🔗Sport Results

A Cask Data Application Platform (CDAP) example demonstrating partitioned file sets through sport results analytics.

🔗Overview

This application demonstrates the use of the PartitionedFileSet datasets, MapReduce with runtime arguments, and ad-hoc queries over file sets:

  • Game results are stored in the PartitionedFileSet results. It is partitioned by league and season, and each partition is a CSV (comma-separated values) file containing the results in one league for a season; for example, the 2014 season of the NFL (National Football League).
  • Results are uploaded into the file set using the UploadService.
  • The ScoreCounter MapReduce program reads game results for a given league and aggregates total counts such as games won and lost, or points scored and conceded, across all seasons, and writes these totals to the partitioned file set totals that is partitioned by league.
  • Both the original game results and the aggregated totals can be explored using ad-hoc SQL queries.

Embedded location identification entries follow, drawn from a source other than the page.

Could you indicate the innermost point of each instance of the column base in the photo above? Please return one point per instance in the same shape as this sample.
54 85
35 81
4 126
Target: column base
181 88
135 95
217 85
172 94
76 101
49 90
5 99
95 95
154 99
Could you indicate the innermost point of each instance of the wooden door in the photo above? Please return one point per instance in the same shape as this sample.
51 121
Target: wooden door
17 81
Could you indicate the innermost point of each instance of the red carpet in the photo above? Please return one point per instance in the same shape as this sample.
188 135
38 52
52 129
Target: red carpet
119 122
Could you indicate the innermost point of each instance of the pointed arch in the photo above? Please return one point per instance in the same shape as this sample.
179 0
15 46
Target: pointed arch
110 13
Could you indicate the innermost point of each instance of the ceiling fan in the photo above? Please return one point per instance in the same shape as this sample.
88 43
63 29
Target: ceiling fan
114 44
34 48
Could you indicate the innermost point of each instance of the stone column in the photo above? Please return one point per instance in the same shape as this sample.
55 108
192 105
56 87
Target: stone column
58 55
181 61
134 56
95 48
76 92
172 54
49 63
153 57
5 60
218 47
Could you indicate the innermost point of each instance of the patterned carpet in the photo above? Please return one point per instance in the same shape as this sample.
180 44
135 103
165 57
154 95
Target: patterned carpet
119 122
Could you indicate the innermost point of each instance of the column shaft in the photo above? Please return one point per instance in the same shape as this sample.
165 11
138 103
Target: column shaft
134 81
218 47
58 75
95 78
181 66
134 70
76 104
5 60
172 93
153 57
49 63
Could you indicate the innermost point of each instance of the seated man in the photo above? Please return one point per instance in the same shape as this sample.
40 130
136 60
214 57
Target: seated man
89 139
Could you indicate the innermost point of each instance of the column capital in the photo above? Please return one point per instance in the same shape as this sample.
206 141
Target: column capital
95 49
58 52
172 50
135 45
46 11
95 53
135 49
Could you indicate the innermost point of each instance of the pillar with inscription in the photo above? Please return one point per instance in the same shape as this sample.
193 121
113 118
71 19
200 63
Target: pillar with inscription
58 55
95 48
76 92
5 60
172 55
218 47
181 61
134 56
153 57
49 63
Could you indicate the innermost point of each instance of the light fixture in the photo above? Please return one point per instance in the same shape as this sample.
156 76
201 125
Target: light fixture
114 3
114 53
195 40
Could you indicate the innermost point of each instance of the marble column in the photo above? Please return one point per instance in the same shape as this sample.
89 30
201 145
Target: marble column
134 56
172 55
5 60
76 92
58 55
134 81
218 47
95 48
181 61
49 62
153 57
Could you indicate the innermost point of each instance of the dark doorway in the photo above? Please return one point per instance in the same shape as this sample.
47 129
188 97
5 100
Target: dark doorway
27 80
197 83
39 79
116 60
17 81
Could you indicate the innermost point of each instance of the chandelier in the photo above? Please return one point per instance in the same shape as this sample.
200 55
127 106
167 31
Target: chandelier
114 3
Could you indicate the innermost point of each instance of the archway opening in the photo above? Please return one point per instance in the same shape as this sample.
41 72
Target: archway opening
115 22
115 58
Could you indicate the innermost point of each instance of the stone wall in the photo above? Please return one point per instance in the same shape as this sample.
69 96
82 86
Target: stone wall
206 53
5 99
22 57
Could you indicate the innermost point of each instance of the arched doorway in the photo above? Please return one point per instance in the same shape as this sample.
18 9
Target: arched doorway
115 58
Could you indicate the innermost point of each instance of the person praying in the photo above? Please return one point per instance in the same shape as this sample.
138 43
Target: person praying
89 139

Let's look at some of these components, and then run the application and see the results.

🔗The SportResults Application

As in the other examples, the components of the application are tied together by the class SportResults:

public class SportResults extends AbstractApplication {

  @Override
  public void configure() {
    addService(new UploadService());
    addMapReduce(new ScoreCounter());

    // Create the "results" partitioned file set, configure it to work with MapReduce and with Explore
    createDataset("results", PartitionedFileSet.class, PartitionedFileSetProperties.builder()
      // Properties for partitioning
      .setPartitioning(Partitioning.builder().addStringField("league").addIntField("season").build())
      // Properties for file set
      .setInputFormat(TextInputFormat.class)
      .setOutputFormat(TextOutputFormat.class)
      .setOutputProperty(TextOutputFormat.SEPERATOR, ",")
      // Properties for Explore (to create a partitioned Hive table)
      .setEnableExploreOnCreate(true)
      .setExploreFormat("csv")
      .setExploreSchema("`date` STRING, winner STRING, loser STRING, winnerpoints INT, loserpoints INT")
      .setExploreTableName("results")
      .setDescription("FileSet dataset of game results for a sport league and season")
      .build());

    // Create the aggregates partitioned file set, configure it to work with MapReduce and with Explore
    createDataset("totals", PartitionedFileSet.class, PartitionedFileSetProperties.builder()
      // Properties for partitioning
      .setPartitioning(Partitioning.builder().addStringField("league").build())
      // Properties for file set
      .setInputFormat(TextInputFormat.class)
      .setOutputFormat(TextOutputFormat.class)
      .setOutputProperty(TextOutputFormat.SEPERATOR, ",")
      // Properties for Explore (to create a partitioned Hive table)
      .setEnableExploreOnCreate(true)
      .setExploreTableName("totals")
      .setExploreFormat("csv")
      .setExploreSchema("team STRING, wins INT, ties INT, losses INT, scored INT, conceded INT")
      .setDescription("FileSet dataset of aggregated results for each sport league")
      .build());
  }
}

The configure() method creates the two PartitionedFileSet datasets used in this example.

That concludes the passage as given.